Regulatory Focus™ > News Articles > How a Private Anti-Counterfeiting Initiative Could Pressure Regulators to Improve Drug Quality

How a Private Anti-Counterfeiting Initiative Could Pressure Regulators to Improve Drug Quality

Posted 19 February 2013 | By Alexander Gaffney, RAC 

What happens when your local regulatory agency isn't known as being reliable or capable at overseeing the safety and quality of products in your country? In at least one country, consumers could soon have a private-sector solution to improve their ability to ensure their medicines are of sufficient quality and identity.

That initiative, run by the Partnership for Safe Medicines India Initiative (PSMII), is a side project of the Partnership for Safe Medicines-a coalition of industry and other healthcare groups that includes PhRMA, the Biotechnology Industry Association (BIO), and the Generic Pharmaceutical Association.

The combination is one of seemingly strange bedfellows. After all, there's little that branded and generic pharmaceutical groups agree on when it comes to patents, market exclusivity or the respective benefits of their products.

But one area in which they do agree is product quality and identity. "Counterfeit drugs are a serious patient safety problem," explains the group's mission statement. "The Partnership for Safe Medicines is working together to protect the safety of your prescription drugs."

Even in the US, the group has been active in calling attention to occasional breaches in the integrity of the supply chain, such as in the case of fake Avastin being found.

The US, however, has the benefit of having an established regulator, the US Food and Drug Administration (FDA), to help ensure and maintain high levels of quality throughout the industry.

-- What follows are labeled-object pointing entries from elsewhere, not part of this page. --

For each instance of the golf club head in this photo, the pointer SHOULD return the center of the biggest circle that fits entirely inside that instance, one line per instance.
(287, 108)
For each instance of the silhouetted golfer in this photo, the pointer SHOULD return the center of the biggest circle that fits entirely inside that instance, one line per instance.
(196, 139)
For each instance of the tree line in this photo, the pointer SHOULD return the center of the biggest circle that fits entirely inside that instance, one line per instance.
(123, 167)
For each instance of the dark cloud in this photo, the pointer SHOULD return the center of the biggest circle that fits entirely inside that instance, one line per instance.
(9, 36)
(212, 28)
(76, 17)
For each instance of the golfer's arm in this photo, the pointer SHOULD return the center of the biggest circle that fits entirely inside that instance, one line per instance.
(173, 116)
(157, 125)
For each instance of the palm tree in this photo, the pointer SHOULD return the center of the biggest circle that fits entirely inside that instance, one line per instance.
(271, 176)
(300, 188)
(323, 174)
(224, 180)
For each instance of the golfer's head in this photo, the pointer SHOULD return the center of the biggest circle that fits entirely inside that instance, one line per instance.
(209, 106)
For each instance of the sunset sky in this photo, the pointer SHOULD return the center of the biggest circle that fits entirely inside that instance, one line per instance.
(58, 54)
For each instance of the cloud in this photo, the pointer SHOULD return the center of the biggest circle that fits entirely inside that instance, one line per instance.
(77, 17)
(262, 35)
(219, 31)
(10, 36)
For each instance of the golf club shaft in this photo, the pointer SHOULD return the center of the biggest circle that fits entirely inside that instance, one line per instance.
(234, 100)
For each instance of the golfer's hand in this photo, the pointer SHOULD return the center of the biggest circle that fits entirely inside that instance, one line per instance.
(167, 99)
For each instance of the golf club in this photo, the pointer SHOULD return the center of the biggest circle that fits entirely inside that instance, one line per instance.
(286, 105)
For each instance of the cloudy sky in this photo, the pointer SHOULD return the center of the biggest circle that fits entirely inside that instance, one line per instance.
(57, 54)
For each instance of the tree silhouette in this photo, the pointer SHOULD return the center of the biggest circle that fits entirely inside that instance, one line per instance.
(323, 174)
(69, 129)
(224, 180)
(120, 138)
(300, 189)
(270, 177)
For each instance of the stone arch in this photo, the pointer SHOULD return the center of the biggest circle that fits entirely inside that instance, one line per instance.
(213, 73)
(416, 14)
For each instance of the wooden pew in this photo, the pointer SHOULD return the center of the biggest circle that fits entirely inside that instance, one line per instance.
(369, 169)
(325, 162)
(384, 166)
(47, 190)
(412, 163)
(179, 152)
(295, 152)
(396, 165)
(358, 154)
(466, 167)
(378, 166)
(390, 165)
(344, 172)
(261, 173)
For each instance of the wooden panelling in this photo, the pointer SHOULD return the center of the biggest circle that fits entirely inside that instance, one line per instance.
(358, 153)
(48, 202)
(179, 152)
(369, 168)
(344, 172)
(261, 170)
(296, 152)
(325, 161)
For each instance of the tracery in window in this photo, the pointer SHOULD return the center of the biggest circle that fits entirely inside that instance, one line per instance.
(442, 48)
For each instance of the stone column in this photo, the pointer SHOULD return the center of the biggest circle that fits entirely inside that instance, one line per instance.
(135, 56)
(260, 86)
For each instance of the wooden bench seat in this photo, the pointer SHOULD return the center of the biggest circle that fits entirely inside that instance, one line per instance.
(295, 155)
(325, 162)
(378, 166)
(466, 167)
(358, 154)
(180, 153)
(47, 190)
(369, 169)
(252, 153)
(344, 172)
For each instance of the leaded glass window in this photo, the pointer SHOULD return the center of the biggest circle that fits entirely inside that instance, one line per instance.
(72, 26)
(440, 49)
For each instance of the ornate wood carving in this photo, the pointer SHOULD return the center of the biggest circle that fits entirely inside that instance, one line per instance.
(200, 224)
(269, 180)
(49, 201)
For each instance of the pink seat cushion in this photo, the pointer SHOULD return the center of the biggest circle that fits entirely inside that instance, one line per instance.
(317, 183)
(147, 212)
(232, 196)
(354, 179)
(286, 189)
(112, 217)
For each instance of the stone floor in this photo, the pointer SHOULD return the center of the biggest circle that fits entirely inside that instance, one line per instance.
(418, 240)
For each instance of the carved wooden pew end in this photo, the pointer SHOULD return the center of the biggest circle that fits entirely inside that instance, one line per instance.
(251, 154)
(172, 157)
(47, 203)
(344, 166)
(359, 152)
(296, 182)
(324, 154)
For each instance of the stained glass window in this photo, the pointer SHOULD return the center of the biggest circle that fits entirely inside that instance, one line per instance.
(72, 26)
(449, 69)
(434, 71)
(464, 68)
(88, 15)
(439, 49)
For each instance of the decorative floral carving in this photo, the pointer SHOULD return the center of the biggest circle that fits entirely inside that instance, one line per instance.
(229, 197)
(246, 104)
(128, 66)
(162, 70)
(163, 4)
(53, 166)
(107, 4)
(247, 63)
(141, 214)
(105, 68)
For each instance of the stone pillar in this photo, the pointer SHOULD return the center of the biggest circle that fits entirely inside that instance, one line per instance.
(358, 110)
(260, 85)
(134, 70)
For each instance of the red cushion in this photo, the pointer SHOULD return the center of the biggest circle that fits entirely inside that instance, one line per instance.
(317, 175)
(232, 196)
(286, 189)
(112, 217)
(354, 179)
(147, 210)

Other countries don't always have the benefit of the same standards of regulatory capacity.

Case in point: India. With over 1.2 billion people and an under-resourced regulator, the Central Drugs Standard Control Organization (CDSCO), the country has been seen by some as a haven for substandard and counterfeit medicines.

This isn't to say that's necessarily the fault of regulators. A recent paper by Roger Bate of the American Enterprise Institute (AEI) on counterfeit medicines found that drug products produced in India were actually disproportionately less likely to be counterfeit. However, due to the huge number of generic manufacturers that are based in the country, it can be difficult for consumers to determine which medicines are of proper quality and which are substandard. Fifty-one of 142 drugs sampled by Bate that came from India were substandard-better than regions like Asia and Africa, but still worse than the US and EU.

What Can be Done?

At issue for outside groups is an overarching question: How do you protect consumers from counterfeit and substandard products in resource-poor environments? Is there a way to improve product quality without the intervention of regulators?

One approach widely used by outside groups has been education. In 2010, the same India Initiative launched with a focus on educating India's burgeoning number of consumers on how to identify quality pharmaceutical products. A similar measure launched in China in 2012 is also supported by the PSM.

But now PSM is taking the India Initiative one step further, reports PharmaBiz. Under a new system, patients will be able to take pharmaceutical products to accredited, government-approved laboratories to make sure the product is truthful in its identity and adequate in its quality.

The initiative, PharmaBiz notes, will not be officially announced until later, and is currently circulating in draft form.

The pilot project could come to represent a private sector solution to some of the world's most pressing regulatory problems. Many consumers in these regions lack the resources to test the quality of medicines themselves. By being able to test the quality of medicines received, they may be able to identify certain distributors with poor supply chain safeguards or perhaps even double check if regulatory authorities are doing a proper job.

If, for example, consumers regularly find that approved medicines known to be manufactured by inspected companies are failing quality inspections, they may be able to pressure legislators and regulators to make improvements.

What remains to be seen are the details of the program, most notably its cost, duration, scope and locations. In such a massive country, it is likely that the program will be limited at first to some high-risk areas where funding might stand to make the greatest impact.